You have decided to outsource GEO. Smart, if you do not have someone in-house who owns it. The problem starts on the first sales call. Every agency on your shortlist says they do GEO, every deck has the same ChatGPT screenshot, and you have no way to tell the operators from the resellers who renamed their SEO retainer last quarter.
That gap is now measured. The 2026 State of Generative Engine Optimization in B2B Marketing, a June 2026 study of 225 B2B marketing and revenue leaders by GNW Consulting and Demand Metric, found that 88% of SEO agencies claim to offer GEO services while 37% of those offerings are loosely defined. So roughly four in ten agencies pitching you GEO cannot say what they actually deliver.

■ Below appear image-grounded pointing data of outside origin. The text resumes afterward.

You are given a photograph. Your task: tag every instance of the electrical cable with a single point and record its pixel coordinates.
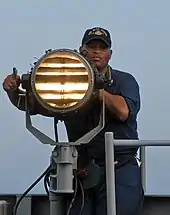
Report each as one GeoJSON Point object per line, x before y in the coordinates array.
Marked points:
{"type": "Point", "coordinates": [30, 188]}
{"type": "Point", "coordinates": [74, 197]}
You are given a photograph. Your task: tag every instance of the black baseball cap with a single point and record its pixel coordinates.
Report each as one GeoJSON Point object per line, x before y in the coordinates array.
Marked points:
{"type": "Point", "coordinates": [97, 33]}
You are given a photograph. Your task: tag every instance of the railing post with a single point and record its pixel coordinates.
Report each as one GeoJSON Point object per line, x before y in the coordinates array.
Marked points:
{"type": "Point", "coordinates": [110, 173]}
{"type": "Point", "coordinates": [143, 166]}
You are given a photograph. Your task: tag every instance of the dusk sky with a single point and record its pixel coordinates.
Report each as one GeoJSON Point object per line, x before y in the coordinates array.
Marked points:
{"type": "Point", "coordinates": [140, 32]}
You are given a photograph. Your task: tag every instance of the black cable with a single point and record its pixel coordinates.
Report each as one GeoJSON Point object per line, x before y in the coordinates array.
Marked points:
{"type": "Point", "coordinates": [30, 188]}
{"type": "Point", "coordinates": [47, 183]}
{"type": "Point", "coordinates": [83, 199]}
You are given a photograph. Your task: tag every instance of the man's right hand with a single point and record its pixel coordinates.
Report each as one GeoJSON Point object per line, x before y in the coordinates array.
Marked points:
{"type": "Point", "coordinates": [11, 83]}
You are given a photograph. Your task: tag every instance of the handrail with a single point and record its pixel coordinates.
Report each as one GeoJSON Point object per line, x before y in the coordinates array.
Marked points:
{"type": "Point", "coordinates": [110, 142]}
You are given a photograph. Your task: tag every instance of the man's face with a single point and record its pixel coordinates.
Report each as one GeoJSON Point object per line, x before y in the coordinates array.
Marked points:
{"type": "Point", "coordinates": [98, 52]}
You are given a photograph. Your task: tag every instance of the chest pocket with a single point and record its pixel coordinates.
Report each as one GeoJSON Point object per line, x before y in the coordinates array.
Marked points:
{"type": "Point", "coordinates": [112, 86]}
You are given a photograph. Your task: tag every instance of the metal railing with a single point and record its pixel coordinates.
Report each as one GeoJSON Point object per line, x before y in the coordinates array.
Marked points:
{"type": "Point", "coordinates": [110, 142]}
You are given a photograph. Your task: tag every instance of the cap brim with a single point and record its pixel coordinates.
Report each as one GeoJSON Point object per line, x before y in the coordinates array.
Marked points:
{"type": "Point", "coordinates": [97, 38]}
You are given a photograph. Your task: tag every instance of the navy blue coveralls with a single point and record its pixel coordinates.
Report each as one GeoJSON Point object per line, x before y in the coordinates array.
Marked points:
{"type": "Point", "coordinates": [129, 191]}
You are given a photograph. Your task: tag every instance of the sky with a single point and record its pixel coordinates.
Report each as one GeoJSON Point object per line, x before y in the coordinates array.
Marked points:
{"type": "Point", "coordinates": [140, 32]}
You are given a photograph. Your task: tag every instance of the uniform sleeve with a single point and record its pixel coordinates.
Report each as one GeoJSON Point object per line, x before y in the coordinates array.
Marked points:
{"type": "Point", "coordinates": [129, 90]}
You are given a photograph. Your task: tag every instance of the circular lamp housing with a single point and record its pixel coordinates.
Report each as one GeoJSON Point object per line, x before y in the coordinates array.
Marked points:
{"type": "Point", "coordinates": [62, 80]}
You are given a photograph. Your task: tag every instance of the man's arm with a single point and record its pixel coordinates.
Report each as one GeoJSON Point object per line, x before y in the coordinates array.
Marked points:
{"type": "Point", "coordinates": [128, 102]}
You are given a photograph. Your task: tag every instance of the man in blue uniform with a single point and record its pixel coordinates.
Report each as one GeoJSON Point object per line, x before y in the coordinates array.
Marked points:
{"type": "Point", "coordinates": [122, 101]}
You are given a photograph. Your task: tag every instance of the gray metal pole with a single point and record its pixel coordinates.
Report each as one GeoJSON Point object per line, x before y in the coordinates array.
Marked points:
{"type": "Point", "coordinates": [110, 173]}
{"type": "Point", "coordinates": [57, 206]}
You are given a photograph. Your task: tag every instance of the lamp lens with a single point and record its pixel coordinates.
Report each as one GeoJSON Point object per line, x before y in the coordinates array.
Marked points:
{"type": "Point", "coordinates": [61, 80]}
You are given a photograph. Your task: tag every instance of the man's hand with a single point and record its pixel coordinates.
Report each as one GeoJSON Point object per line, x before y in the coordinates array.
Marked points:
{"type": "Point", "coordinates": [11, 83]}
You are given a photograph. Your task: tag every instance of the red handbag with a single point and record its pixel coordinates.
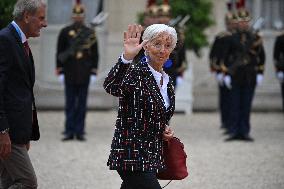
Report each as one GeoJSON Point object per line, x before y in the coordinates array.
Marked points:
{"type": "Point", "coordinates": [175, 159]}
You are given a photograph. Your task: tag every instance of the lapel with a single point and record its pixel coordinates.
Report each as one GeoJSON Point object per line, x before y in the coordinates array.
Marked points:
{"type": "Point", "coordinates": [171, 94]}
{"type": "Point", "coordinates": [24, 62]}
{"type": "Point", "coordinates": [152, 86]}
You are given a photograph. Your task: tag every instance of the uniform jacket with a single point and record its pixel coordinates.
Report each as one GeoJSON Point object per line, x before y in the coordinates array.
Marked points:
{"type": "Point", "coordinates": [278, 53]}
{"type": "Point", "coordinates": [17, 77]}
{"type": "Point", "coordinates": [244, 57]}
{"type": "Point", "coordinates": [137, 142]}
{"type": "Point", "coordinates": [83, 60]}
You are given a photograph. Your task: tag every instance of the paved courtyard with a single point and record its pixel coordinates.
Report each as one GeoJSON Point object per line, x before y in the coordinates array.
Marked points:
{"type": "Point", "coordinates": [213, 163]}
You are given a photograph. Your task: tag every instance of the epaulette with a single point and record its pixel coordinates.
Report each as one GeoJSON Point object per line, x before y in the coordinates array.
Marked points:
{"type": "Point", "coordinates": [224, 34]}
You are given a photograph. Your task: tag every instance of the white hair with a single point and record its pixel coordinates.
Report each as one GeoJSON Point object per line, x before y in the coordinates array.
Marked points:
{"type": "Point", "coordinates": [30, 6]}
{"type": "Point", "coordinates": [152, 31]}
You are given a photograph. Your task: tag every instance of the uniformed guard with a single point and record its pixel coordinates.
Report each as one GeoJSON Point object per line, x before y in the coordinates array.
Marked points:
{"type": "Point", "coordinates": [278, 55]}
{"type": "Point", "coordinates": [216, 52]}
{"type": "Point", "coordinates": [243, 68]}
{"type": "Point", "coordinates": [76, 65]}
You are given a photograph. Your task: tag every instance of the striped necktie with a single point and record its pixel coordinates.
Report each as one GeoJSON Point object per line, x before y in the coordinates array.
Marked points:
{"type": "Point", "coordinates": [27, 48]}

The short version of how to vet a GEO agency: make them prove a baseline on your own brand before you sign, demand the named buyer prompts they will track you against, and put the deliverable in the contract as something you can inspect every week. The rest of this guide is the long version, with the red flags and the exact questions.
GEO agency vetting scorecard
| Dimension | Operator | Reseller red flag |
|---|---|---|
| Baseline proof | Runs a live citation-share read on your brand before the contract starts. | Begins work with no baseline, so no result can be proven later. |
| Prompt set | Hands you the exact buyer prompts you will be scored against. | Promises to optimize for AI search in general, with no named prompts. |
| Engine coverage | Tracks ChatGPT, Claude, Perplexity, Google AI Overviews, and Copilot. | Shows one ChatGPT screenshot and calls it visibility. |
| Deliverable | Produces a weekly decision: which page gets rebuilt next. | Sends a monthly PDF that nobody acts on. |
| Attribution | Separates measured citation change from self-reported survey lift. | Claims a 5x traffic jump with no method attached. |
| Exit terms | Sets a 90-day checkpoint with a named metric and a clean exit clause. | Locks you into 12 months with no definition of success. |
Why vetting a GEO agency got harder in 2026
GEO is roughly 18 months old as a paid service category. Nobody has a 10-year track record, so the usual proxy for trust, a wall of client logos, tells you almost nothing. A logo means the agency signed a contract, not that citation share moved. You have to vet the method instead of the history.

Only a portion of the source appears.